Sem a luz da natureza, não há compreensão dos mistérios divinos.
Tanto a luz externa quanto a interna são necessárias, e ambos os sóis brilham para Boehme.
A fé histórica é um solo onde uma centelha brilha, precisando de combustível para ser acesa.
As imagens de realidades mais profundas podem ser atualizadas por meio da experiência viva.
O contraste entre fatos históricos e vivos, entre casca externa e realidade interna, está presente em quase todas as sentenças das obras de Boehme.
Boehme vê o dobro, assim como William Blake, que fala de uma visão dupla para seus olhos.
O mundo externo visível é uma assinatura ou figura do mundo espiritual interno.
O interno segura o externo diante de si como um espelho, e o externo é sua assinatura.
A tradição alquímica antiga afirma que tudo o que é, é duplo.
Os dois olhos de Boehme — o temporal e o eterno — deram ao seu mundo profundidade de significado.
O conhecimento do externo e do histórico, tanto na religião quanto na natureza, é chamado por Boehme de “Vernunft”, enquanto o interno e o significativo são conhecidos por meio de “Verstand”.
A Vernunft é um tesouro acima de todos os tesouros, mas vê apenas a sombra em um espelho.
A razão externa é vacilante e imperfeita, não compreendendo nada do reino de Deus além da casca.
A principal limitação da Vernunft é sua incapacidade de ver como as contradições aparentes podem ser reconciliadas.
A razão pergunta como um Deus bom pode criar um mundo mau e por que Deus colocou a humanidade em um mundo perigoso.
Na obra “Göttlicher Beschaulichkeit”, a Razão propõe dificuldades que o Entendimento “responde”.
A Razão é uma vida natural cujo fundamento está em um começo e fim temporais, não podendo entrar no fundamento sobrenatural.
A Razão encontra em si mesma um desejo por um fundamento superior no qual possa descansar.
A Razão é condenada por verdade parcial, não por inverdade, conhecendo externamente pela forma, mas não internamente pelo poder.
Para a Vernunft, Deus aparece meramente como um nada.
A verdadeira conhecimento está potencialmente na Razão, que busca descanso naquilo que não está em si mesma.
A Vernunft é frequentemente a morada do Verstand, sua localização no espaço e no tempo.
Boehme identifica frequentemente a Vernunft com a “vontade própria” (eigener Wille), que é a vontade autoafirmativa que encontra apenas multiplicidade externa.

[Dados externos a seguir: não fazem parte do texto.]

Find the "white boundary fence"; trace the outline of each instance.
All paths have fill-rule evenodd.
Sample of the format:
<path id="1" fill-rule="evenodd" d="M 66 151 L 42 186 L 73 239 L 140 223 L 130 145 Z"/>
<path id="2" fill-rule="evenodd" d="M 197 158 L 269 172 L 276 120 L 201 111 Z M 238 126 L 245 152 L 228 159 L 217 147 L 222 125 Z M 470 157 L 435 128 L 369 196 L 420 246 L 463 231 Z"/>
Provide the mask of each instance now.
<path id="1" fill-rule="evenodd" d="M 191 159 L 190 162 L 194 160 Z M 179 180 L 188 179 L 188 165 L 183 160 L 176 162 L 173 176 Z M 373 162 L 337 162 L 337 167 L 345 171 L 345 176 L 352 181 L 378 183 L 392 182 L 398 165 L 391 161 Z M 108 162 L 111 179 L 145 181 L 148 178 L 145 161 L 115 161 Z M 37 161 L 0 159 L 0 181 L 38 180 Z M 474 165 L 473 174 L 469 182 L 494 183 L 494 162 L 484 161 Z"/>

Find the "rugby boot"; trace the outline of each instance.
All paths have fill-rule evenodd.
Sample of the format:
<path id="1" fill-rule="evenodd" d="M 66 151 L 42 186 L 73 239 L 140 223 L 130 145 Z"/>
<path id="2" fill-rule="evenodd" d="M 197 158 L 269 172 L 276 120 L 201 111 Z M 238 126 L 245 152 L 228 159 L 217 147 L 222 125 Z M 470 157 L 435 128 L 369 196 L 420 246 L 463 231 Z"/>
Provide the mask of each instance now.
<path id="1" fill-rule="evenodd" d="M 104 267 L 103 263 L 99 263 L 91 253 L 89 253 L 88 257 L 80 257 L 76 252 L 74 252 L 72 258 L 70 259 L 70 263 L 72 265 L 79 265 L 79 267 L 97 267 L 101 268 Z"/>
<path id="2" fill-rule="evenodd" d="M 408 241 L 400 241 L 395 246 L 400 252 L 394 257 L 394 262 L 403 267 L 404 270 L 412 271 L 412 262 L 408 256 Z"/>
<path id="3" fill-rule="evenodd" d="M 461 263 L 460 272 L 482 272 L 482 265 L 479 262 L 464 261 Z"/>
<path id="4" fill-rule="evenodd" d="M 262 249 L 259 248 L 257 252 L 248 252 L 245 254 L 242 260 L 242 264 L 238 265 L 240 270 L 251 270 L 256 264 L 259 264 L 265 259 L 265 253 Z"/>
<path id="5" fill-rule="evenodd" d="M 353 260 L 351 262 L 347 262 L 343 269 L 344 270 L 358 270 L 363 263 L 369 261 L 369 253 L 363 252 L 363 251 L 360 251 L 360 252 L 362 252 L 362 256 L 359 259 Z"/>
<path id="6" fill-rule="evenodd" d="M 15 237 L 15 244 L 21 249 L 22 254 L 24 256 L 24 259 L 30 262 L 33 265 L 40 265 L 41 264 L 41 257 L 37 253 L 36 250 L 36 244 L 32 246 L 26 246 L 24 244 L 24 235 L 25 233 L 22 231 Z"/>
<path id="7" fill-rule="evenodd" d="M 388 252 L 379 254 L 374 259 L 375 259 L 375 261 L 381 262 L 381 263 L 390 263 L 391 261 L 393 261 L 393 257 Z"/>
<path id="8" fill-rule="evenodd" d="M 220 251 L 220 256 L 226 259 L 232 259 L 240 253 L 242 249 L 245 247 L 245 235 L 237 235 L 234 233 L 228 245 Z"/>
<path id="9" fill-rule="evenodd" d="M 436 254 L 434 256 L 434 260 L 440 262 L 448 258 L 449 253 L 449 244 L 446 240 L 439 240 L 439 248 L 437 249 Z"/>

A vontade-própria visa o particular em vez do universal, condenada à tarefa sem esperança de se particularizar em objetos.
A razão, a menos que seja preenchida pelo conhecimento superior, não pode escapar do mundo de formas e sombras.
A vontade da razão deve ser quebrada, pois a vontade de Deus deve ser senhora sobre a razão.
A racionalidade do egoísmo e a aparente irracionalidade da resignação permitem que Boehme identifique a Razão com a vontade egoística.
Se a Vernunft é o ponto de vista humano externo, o Verstand é o ponto de vista divino interno.
O que é opaco e cheio de contradições para a Vernunft é transparente para o Verstand.
A Vernunft luta em vão da multiplicidade para a unidade, enquanto o Verstand, começando na unidade, vê a realidade como um todo.
A Vernunft é o pensamento conceitual, e o Verstand é a experiência mística.
O Verstand internaliza o externo, afundando-se nas profundezas mais baixas do abismo escuro dentro da alma.
A transição do ponto de vista parcial para o ponto de vista de Deus é a travessia do abismo mais profundo na natureza.
Boehme frequentemente faz parecer que o Verstand é meramente uma Razão melhor e mais completa do que a Vernunft.
Em seus diálogos, um argumento é respondido por outro.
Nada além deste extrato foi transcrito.